Geometric Deviation as an Unsupervised Pre-Generation Reliability Signal: Probing LLM Representations for Answerability
Geometric Deviation as an Unsupervised Pre-Generation Reliability Signal: Probing LLM Representations for Answerability
几何偏差作为一种无监督的生成前可靠性信号:探索大语言模型表征的可回答性
Abstract: A reliable language model should be able to signal, prior to generation, when a query falls outside its knowledge. We investigate whether representation geometry can provide such a pre-generation signal by measuring the deviation of hidden states from an answerable reference set, requiring no labeled failure data and no access to model outputs. 摘要: 一个可靠的语言模型应当能够在生成之前,就识别出查询内容是否超出了其知识范围。我们研究了表征几何(representation geometry)是否能通过测量隐藏状态与可回答参考集之间的偏差,来提供这种生成前的信号。该方法无需标注的失败数据,也无需访问模型的输出。
Across three instruction-tuned models (Llama 3.1-8B, Qwen 2.5-7B, and Mistral-7B-Instruct) and three prompt forms (Math, Fact, Code), we find that geometry primarily encodes task form. Within mathematical prompts, unanswerable inputs consistently deviate from the answerable centroid, yielding strong separation (ROC-AUC 0.78-0.84). This single-pass pre-generation signal outperforms a simple refusal baseline and compares favorably to self-consistency. It also captures cases where models do not explicitly refuse. 在三个经过指令微调的模型(Llama 3.1-8B、Qwen 2.5-7B 和 Mistral-7B-Instruct)以及三种提示形式(数学、事实、代码)中,我们发现几何结构主要编码了任务形式。在数学提示中,不可回答的输入始终偏离可回答的中心点,从而产生显著的区分度(ROC-AUC 0.78-0.84)。这种单次生成的预判信号优于简单的拒绝基准,且表现不亚于自洽性(self-consistency)方法。它还能捕捉到模型未明确拒绝的情况。

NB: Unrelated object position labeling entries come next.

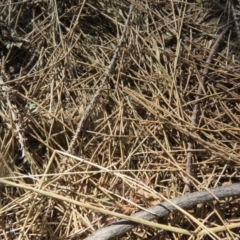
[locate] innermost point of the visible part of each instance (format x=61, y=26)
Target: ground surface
x=164, y=124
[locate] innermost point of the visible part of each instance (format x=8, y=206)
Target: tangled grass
x=102, y=118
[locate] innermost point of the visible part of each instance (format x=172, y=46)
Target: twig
x=196, y=109
x=187, y=201
x=235, y=19
x=98, y=92
x=14, y=119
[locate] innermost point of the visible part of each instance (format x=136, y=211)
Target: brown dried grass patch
x=141, y=143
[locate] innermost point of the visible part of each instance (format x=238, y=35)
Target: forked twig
x=98, y=92
x=187, y=201
x=196, y=108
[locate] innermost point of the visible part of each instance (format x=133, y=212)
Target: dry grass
x=165, y=121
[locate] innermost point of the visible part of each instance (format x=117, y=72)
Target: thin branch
x=235, y=19
x=187, y=201
x=196, y=109
x=98, y=92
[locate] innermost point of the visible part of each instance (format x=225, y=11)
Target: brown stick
x=196, y=108
x=100, y=88
x=119, y=228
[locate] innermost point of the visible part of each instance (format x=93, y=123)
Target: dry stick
x=98, y=92
x=187, y=201
x=235, y=19
x=196, y=109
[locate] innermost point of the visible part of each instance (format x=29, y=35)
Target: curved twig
x=119, y=228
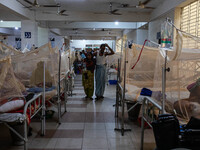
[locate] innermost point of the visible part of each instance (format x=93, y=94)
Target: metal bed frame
x=146, y=117
x=41, y=106
x=28, y=107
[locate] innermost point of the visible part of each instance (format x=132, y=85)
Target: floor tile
x=95, y=126
x=95, y=134
x=71, y=126
x=95, y=143
x=60, y=133
x=69, y=143
x=119, y=142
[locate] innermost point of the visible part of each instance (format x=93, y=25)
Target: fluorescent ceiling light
x=116, y=22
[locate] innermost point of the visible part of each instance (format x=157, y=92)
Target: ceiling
x=80, y=11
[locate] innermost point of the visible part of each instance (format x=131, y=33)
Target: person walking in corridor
x=100, y=73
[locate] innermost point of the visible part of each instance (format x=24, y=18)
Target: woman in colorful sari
x=88, y=76
x=100, y=74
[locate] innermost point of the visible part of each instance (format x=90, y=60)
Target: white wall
x=137, y=36
x=132, y=36
x=81, y=43
x=59, y=40
x=29, y=26
x=155, y=26
x=43, y=36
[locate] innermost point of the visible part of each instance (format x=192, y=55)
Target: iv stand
x=164, y=71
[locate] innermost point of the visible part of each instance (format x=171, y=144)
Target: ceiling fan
x=59, y=12
x=36, y=4
x=111, y=11
x=141, y=5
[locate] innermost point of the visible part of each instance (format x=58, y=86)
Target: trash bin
x=134, y=113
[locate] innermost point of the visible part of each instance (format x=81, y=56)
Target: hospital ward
x=99, y=74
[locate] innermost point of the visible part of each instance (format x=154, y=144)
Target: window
x=190, y=23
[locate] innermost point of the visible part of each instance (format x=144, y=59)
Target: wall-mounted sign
x=27, y=35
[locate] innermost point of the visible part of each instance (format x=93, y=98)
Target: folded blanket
x=39, y=89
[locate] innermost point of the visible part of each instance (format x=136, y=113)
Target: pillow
x=11, y=106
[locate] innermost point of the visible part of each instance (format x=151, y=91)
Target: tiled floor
x=87, y=125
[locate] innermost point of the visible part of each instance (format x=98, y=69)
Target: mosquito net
x=182, y=81
x=10, y=86
x=29, y=69
x=142, y=75
x=7, y=50
x=112, y=61
x=65, y=62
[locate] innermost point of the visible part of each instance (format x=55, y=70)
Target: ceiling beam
x=10, y=24
x=86, y=16
x=95, y=25
x=17, y=8
x=165, y=7
x=91, y=38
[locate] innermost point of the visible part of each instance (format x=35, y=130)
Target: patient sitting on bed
x=38, y=76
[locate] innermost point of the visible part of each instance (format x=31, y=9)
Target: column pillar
x=43, y=36
x=29, y=34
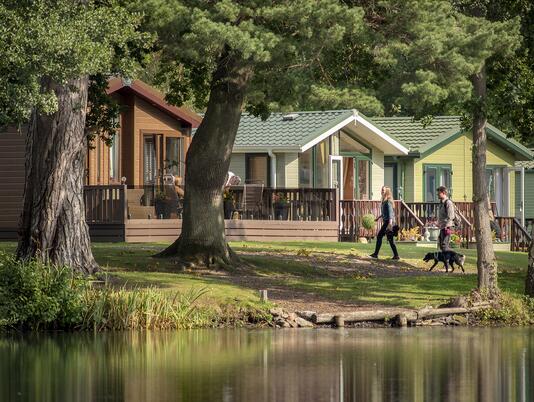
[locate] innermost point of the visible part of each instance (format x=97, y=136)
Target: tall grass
x=120, y=309
x=34, y=295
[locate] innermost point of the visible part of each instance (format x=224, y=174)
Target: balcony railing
x=291, y=204
x=116, y=204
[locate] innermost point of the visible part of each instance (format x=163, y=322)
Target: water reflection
x=432, y=364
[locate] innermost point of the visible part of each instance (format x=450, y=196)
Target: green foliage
x=122, y=309
x=414, y=58
x=35, y=295
x=368, y=221
x=275, y=41
x=510, y=311
x=60, y=40
x=102, y=120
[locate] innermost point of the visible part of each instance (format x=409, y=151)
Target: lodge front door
x=152, y=158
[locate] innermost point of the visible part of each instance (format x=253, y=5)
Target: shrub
x=35, y=295
x=368, y=222
x=120, y=309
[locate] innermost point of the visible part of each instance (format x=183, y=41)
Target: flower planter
x=228, y=208
x=281, y=211
x=161, y=209
x=433, y=233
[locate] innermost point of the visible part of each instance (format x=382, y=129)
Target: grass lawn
x=328, y=271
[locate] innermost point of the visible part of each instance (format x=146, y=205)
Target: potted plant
x=456, y=240
x=369, y=224
x=160, y=205
x=228, y=203
x=281, y=206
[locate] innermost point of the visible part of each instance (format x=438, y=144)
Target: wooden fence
x=352, y=212
x=105, y=204
x=293, y=204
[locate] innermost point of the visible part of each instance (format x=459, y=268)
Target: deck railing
x=513, y=232
x=105, y=204
x=117, y=203
x=292, y=204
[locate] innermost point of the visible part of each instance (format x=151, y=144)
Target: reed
x=109, y=308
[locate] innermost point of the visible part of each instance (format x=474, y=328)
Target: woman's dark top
x=387, y=211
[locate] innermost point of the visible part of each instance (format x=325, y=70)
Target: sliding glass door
x=162, y=155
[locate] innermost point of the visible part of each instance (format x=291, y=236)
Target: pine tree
x=47, y=53
x=228, y=57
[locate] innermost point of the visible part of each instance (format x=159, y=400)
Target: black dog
x=446, y=257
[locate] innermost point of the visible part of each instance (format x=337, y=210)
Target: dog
x=446, y=257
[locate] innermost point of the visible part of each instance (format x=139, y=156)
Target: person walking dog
x=446, y=214
x=388, y=219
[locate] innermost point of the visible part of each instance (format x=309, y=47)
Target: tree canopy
x=414, y=59
x=60, y=40
x=276, y=40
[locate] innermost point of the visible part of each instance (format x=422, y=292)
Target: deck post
x=124, y=203
x=522, y=204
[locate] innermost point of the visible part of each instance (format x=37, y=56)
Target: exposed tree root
x=195, y=256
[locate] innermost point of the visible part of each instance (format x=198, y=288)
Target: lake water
x=419, y=364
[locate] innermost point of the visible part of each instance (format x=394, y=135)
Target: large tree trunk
x=52, y=225
x=529, y=285
x=486, y=263
x=203, y=241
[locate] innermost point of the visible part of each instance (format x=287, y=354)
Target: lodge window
x=257, y=169
x=174, y=156
x=306, y=169
x=363, y=169
x=162, y=154
x=314, y=164
x=435, y=176
x=321, y=162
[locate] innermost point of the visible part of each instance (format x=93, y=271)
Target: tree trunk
x=486, y=263
x=203, y=240
x=52, y=226
x=529, y=285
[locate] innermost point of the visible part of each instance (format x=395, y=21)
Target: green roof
x=412, y=133
x=526, y=164
x=421, y=139
x=286, y=130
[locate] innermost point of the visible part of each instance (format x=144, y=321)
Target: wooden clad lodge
x=153, y=139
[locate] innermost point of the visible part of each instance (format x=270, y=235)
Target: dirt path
x=326, y=265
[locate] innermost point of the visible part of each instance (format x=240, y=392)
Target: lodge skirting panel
x=167, y=230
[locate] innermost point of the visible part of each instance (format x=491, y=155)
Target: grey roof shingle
x=412, y=133
x=275, y=131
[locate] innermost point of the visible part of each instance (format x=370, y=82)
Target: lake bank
x=302, y=276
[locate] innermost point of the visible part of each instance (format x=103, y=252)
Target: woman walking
x=388, y=218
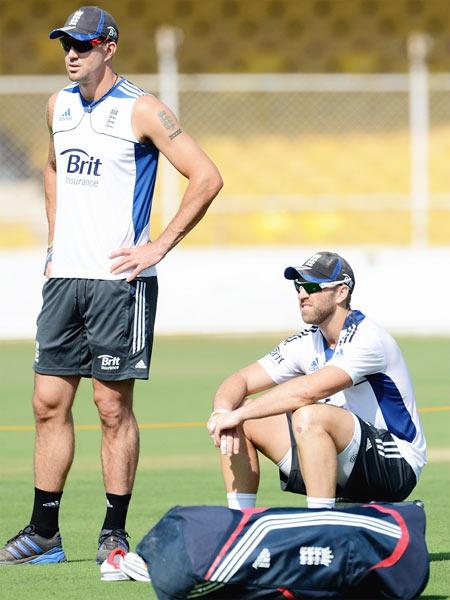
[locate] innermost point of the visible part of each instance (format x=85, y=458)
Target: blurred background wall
x=328, y=132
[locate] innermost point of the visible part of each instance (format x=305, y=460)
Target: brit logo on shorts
x=108, y=362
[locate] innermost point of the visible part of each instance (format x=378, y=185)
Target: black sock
x=46, y=512
x=116, y=511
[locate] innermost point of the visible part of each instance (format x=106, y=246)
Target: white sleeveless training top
x=105, y=182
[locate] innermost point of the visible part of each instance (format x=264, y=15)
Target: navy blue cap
x=323, y=267
x=88, y=23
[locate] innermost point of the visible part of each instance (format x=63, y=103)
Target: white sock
x=320, y=502
x=240, y=500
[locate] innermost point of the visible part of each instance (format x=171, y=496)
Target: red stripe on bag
x=248, y=512
x=287, y=594
x=403, y=542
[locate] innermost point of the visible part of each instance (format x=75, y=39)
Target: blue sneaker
x=109, y=540
x=28, y=547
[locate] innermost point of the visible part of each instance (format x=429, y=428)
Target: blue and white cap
x=323, y=267
x=88, y=23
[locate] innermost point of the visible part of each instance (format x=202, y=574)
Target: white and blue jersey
x=382, y=392
x=105, y=181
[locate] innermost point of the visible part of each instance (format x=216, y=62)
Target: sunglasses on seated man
x=80, y=45
x=312, y=287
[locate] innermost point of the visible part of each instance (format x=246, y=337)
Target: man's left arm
x=288, y=396
x=154, y=122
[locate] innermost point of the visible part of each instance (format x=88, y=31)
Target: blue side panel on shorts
x=146, y=156
x=398, y=419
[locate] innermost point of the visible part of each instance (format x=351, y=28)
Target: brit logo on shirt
x=314, y=366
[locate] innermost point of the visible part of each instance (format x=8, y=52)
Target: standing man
x=100, y=298
x=340, y=417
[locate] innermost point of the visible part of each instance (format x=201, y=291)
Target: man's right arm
x=50, y=185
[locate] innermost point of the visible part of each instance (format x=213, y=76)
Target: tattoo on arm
x=166, y=120
x=174, y=134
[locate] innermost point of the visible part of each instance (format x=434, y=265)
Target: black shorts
x=374, y=476
x=96, y=328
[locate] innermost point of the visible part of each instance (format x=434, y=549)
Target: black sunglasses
x=311, y=287
x=78, y=45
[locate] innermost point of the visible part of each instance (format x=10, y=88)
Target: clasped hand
x=137, y=258
x=223, y=429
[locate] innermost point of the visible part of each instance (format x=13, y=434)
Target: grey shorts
x=374, y=476
x=96, y=328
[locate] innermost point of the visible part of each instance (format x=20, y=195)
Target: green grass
x=179, y=465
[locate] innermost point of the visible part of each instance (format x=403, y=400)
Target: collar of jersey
x=88, y=106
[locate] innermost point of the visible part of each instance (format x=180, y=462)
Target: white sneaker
x=110, y=569
x=134, y=567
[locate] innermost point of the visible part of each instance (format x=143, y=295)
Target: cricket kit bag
x=363, y=551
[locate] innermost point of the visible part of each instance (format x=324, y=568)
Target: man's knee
x=309, y=417
x=113, y=409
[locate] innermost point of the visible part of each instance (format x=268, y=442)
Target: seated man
x=340, y=417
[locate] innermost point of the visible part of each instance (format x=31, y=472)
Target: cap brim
x=296, y=273
x=71, y=32
x=291, y=273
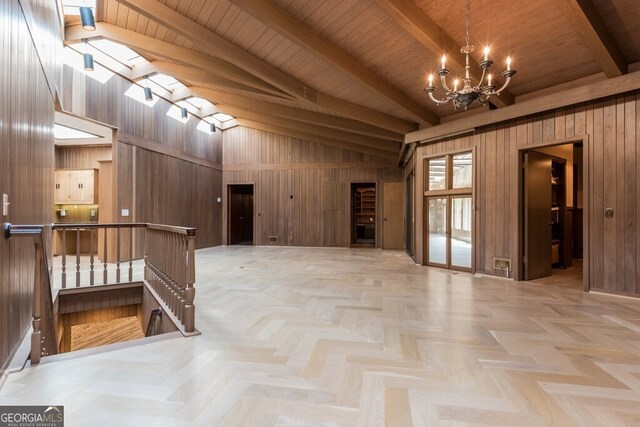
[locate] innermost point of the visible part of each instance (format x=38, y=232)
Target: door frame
x=586, y=147
x=227, y=210
x=458, y=192
x=350, y=213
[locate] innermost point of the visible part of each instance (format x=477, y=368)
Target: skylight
x=73, y=58
x=65, y=132
x=72, y=7
x=221, y=117
x=167, y=82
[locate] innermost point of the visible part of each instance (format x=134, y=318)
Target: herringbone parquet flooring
x=338, y=337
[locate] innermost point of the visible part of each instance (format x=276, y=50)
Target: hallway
x=309, y=336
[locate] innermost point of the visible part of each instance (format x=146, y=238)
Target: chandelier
x=466, y=94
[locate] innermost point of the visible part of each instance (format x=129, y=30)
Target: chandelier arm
x=504, y=86
x=443, y=82
x=438, y=101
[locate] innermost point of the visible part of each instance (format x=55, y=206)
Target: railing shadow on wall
x=167, y=269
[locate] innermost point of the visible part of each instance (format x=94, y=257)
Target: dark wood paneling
x=26, y=156
x=613, y=161
x=290, y=176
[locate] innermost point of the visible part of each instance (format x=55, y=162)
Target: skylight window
x=137, y=92
x=167, y=82
x=72, y=7
x=221, y=117
x=65, y=132
x=73, y=58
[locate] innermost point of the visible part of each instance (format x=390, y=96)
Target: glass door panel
x=461, y=232
x=437, y=208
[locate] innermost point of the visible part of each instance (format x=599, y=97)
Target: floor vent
x=502, y=264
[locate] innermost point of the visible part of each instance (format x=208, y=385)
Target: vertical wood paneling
x=26, y=157
x=613, y=160
x=317, y=176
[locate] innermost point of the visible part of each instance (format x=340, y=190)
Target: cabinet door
x=86, y=186
x=61, y=187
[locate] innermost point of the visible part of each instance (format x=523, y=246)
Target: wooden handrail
x=43, y=336
x=169, y=272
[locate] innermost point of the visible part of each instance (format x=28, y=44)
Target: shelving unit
x=364, y=212
x=558, y=208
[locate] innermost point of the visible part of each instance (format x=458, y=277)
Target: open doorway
x=363, y=215
x=552, y=225
x=240, y=214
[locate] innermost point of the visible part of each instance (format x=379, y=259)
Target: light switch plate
x=5, y=205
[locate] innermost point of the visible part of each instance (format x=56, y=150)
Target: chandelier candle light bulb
x=471, y=89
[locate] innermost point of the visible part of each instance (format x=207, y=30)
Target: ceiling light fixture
x=86, y=16
x=88, y=58
x=466, y=94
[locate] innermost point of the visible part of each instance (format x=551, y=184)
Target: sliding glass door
x=449, y=211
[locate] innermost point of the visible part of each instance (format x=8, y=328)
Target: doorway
x=551, y=225
x=363, y=215
x=240, y=214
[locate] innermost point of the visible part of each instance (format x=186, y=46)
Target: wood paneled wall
x=613, y=167
x=291, y=178
x=26, y=154
x=165, y=171
x=81, y=157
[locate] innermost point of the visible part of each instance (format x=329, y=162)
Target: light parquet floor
x=339, y=337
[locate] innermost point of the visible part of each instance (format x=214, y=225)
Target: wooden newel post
x=36, y=335
x=190, y=292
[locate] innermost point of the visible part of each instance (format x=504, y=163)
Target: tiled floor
x=338, y=337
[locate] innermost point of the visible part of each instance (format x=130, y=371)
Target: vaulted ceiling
x=354, y=70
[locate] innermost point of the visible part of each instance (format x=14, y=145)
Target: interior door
x=392, y=237
x=537, y=215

In contrast, no reliable geometric signal emerges for factual prompts, indicating that the effect is form-conditional rather than universal. Code prompts show large effect sizes with higher variance, suggesting partial generalization beyond mathematical form. A layer-wise analysis reveals that the signal arises in early layers and gradually attenuates toward the output. 相比之下,事实类提示中并未出现可靠的几何信号,这表明该效应是形式依赖的,而非普适的。代码类提示显示出较大的效应量,但方差较高,这暗示了其在数学形式之外存在部分泛化能力。逐层分析表明,该信号在早期层中产生,并向输出层逐渐减弱。
These results suggest that answerability-related geometry is established before the final stages of generation. Together, these findings indicate that geometric deviation can serve as a lightweight pre-generation signal that is reliable in structured domains with formal answerability constraints, with clear boundaries on where it generalizes. 这些结果表明,与可回答性相关的几何结构在生成的最后阶段之前就已经建立。综上所述,这些发现表明几何偏差可以作为一种轻量级的生成前信号,在具有形式化可回答约束的结构化领域中表现可靠,并明确了其泛化的边界。